The goal is to inspire people to apply for carrier positions in the area, U.S. Post Office Operations Manager Carole Singer said.

Singer has worked for the postal service for the past 32 years.

“We are desperately seeking people,” she said. “We want to make sure that we have a full staff for the holidays, which we call a peak season.”

During the holidays, data from the U.S. Postal Service shows that the amount of packages it processes nearly doubles.

“We can get 30 pallets of packages regularly here,” Singer said, gesturing to the front of the post office. “However, during peak season we can easily get 60 to 70 pallets of packages, and that’s just from one company — that’s not including the rest.”

Since the start of the pandemic, Traverse City has been down from seven to 15 carriers between the two locations in town, but Singer said that is not unique.

“It’s not just us, it’s everybody in the area,” she remarked. “It’s everyone in the 496 area, which is the Up North ZIP code, ‘cause everybody needs help, it’s not just Traverse.”

“Traverse is just a little bit worse off,” she said. “That’s why we need more help here.”

Both Fife Lake and Kingsley are holding similar job fairs in the coming weeks to address the same staffing challenges, Singer said.

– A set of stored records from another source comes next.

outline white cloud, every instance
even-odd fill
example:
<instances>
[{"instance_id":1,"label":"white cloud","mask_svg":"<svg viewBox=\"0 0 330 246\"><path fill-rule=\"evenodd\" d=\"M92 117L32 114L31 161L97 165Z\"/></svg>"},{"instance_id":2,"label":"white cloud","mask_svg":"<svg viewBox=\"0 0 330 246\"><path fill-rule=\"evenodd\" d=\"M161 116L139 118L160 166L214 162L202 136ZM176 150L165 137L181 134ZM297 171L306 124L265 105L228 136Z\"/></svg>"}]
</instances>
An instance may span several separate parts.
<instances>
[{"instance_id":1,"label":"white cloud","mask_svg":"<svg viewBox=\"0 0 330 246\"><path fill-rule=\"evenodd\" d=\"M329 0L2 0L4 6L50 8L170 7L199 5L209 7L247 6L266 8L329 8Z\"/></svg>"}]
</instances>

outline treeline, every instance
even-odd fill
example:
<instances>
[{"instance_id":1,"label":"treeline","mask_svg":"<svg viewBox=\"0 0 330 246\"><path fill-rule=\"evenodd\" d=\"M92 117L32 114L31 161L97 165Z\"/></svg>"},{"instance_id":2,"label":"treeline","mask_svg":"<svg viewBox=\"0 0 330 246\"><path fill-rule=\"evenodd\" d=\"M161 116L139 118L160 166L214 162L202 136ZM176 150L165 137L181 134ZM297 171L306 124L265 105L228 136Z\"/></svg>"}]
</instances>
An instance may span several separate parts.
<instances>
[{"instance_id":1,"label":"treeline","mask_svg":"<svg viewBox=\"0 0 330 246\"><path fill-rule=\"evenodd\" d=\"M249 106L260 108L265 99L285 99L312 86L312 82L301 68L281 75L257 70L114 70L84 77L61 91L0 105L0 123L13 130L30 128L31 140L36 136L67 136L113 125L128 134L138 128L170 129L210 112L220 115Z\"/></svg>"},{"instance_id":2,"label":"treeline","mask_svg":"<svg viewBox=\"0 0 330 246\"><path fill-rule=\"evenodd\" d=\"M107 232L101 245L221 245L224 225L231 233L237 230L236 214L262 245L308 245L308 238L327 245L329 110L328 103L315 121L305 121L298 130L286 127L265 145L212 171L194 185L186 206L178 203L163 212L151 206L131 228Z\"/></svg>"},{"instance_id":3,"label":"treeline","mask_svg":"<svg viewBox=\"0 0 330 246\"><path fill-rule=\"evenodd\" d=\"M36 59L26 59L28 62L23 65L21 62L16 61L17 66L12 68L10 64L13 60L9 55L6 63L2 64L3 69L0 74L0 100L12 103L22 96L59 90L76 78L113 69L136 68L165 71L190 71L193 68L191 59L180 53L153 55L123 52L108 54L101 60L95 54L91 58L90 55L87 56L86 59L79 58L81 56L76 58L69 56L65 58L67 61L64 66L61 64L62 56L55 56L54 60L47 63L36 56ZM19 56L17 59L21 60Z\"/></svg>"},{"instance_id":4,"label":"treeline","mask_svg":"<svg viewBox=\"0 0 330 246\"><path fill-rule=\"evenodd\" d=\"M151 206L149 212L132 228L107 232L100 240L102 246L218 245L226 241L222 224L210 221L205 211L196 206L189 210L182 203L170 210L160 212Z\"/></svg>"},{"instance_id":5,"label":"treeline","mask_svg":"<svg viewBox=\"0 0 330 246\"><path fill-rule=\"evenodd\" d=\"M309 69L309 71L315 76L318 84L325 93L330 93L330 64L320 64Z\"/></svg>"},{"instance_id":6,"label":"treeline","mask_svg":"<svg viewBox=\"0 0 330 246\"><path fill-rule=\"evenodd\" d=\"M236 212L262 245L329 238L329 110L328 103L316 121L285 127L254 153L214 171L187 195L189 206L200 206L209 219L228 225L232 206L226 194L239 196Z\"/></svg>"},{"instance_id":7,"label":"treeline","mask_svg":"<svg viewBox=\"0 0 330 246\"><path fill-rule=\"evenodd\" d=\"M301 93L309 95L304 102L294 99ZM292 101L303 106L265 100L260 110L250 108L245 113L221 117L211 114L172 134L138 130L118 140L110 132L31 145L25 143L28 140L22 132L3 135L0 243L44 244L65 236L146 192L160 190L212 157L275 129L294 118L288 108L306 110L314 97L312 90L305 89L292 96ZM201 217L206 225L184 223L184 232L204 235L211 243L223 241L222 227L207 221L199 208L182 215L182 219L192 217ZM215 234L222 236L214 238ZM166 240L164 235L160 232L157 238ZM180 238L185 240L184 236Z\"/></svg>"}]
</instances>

With between three to four retirements over the past year and cases of COVID-19, Singer said they have struggled to keep a full staff, a dilemma that is affecting other businesses in the Traverse City area — and elsewhere.

As election season begins, both Weber and Merlo said that they plan on dropping their absentee ballots off at their respective township halls to make sure they get in on time.

Grand Traverse County Clerk Bonnie Scheele said that they have already received absentee ballots in the mail from voters, and that the postal service knows to prioritize them.

“As far as I know, there’s no issue with absentee [ballots] going out right now,” Scheele said.

She estimates that approximately 50 percent of voters in the area will utilize mail-in ballots during this year’s midterm election.

At the end of July, Traverse City hired a new postmaster from Montana, who Singer said has prioritized trying to onboard more carriers and raise retention rates.

Some of the positions Singer said they are looking to fill include a rural carrier associate, city carrier associate, a clerk position and a part-time associate carrier position just for delivering packages on Sundays.